Categories: South Africa
| On 6 years ago

Women working the land and leading communities

By Citizen Reporter

Nomusa Gwala used to be a teacher. Now she is a sugar cane farmer, a brick maker and a haulage contractor. And her hard work and drive have made her one of the leading forces in her farming community in the Swayimane region of KwaZulu-Natal.

During her teaching days, Gwala had a dream to build her family a home and decided to start a brick-making project. Every day coming back from school, she would make bricks until she had enough to contract builders to build her home. With this dream coming to fruition in the full view of her neighbours, many knocked at her door to try buy bricks from her … and her brick-making business was born.

With profits, she was able to save money to buy her first truck to help her in working the one-hectare plot of land she got from her family.

Gwala’s efforts saw her growing her operation from one hectare to 18 hectares by leasing idle plots from her neighbours.

Being an independent farmer meant that she was at the forefront of engaging the Illovo sugar mill in Noodsberg on opportunities available to the community.

She jumped at an opportunity for a contract with Illovo to service her farm and surrounding farms in cane haulage.
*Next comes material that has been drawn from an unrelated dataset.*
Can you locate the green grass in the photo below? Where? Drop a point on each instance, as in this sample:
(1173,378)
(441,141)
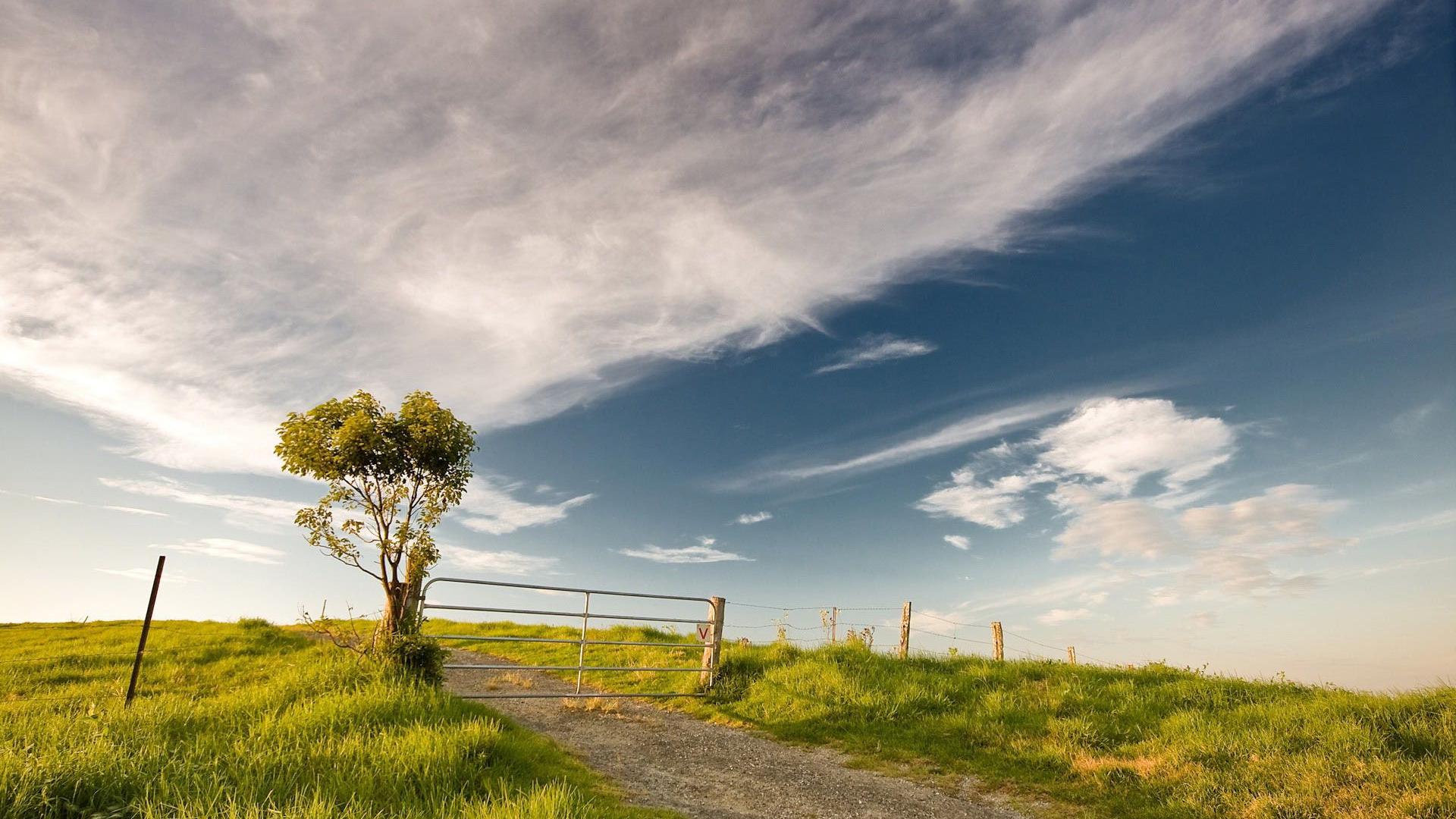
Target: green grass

She sourced a haulage truck that she financed with the money from her business and part of her teacher’s salary savings. Over the years, she has displayed admirable entrepreneurial skills and now owns four haulage trucks, three tractors, two grab loaders, an active farming operation of 18 hectares and employs 22 people.

The big bottleneck in Gwala’s aspirations to grow from smallholder farmer to becoming a commercial farmer is access to land. In Gwala’s case, more than 90% of her farming operation is on land that can be reclaimed at any given time.

Another woman involved in the sugar cane industry is Sindisiwe Khuzwayo, who is the first female leader of the Gqugquma cooperative, which has 80 active farmers. The cooperative’s ongoing success is because many people – from local farmers to the KZN government – have offered support and mentoring.

Gqugquma was mentored by commercial farmers in the Noodsberg area, who helped the smallholder group with agronomic support, such as planting methods, and also helped them understand the benefits of mechanising their operation by using tractors.

There is growing evidence, however, that while this support is necessary, most group-based small-scale agricultural projects fail because of the human aspect of business leadership and management capabilities, rather than the agronomic abilities of farmers.

Khuzwayo confirms this: “We initially had 110 members, but there was a major disagreement between members due to a lack of education.”

The community was not educated on the workings of a business, dividends and other financial mechanisms, she said. As a result, the project saw 30 people drop out, leaving the Gqugquma cooperative with 80 farmers.

As a leader, she believes “there is strength in numbers” and that we can achieve more collectively than as individuals. She manages relationships among members, group accreditations, reporting on growth progress of crop and identifies opportunities for the growth of the cooperative – for example the building of shelters for their new tractors which was funded by the KZN government.

Access to land is also important to her cooperative, she says, because each member has just one hectare, which is suboptimal to making a sustainable living.

Since 2016, Solidaridad Network Southern Africa Trust, in collaboration with Illovo, has been supporting smallholder sugarcane farmers in the area.

The support focused on capacity building of the growers’ skills in leadership, business and financial management and good corporate governance.

There are about 1 300 farmers, growing on 1 700ha as cooperatives, harvesting every 18 to 24 months. Many of these new farmers have been women, although the sugar cane industry is still male-dominated.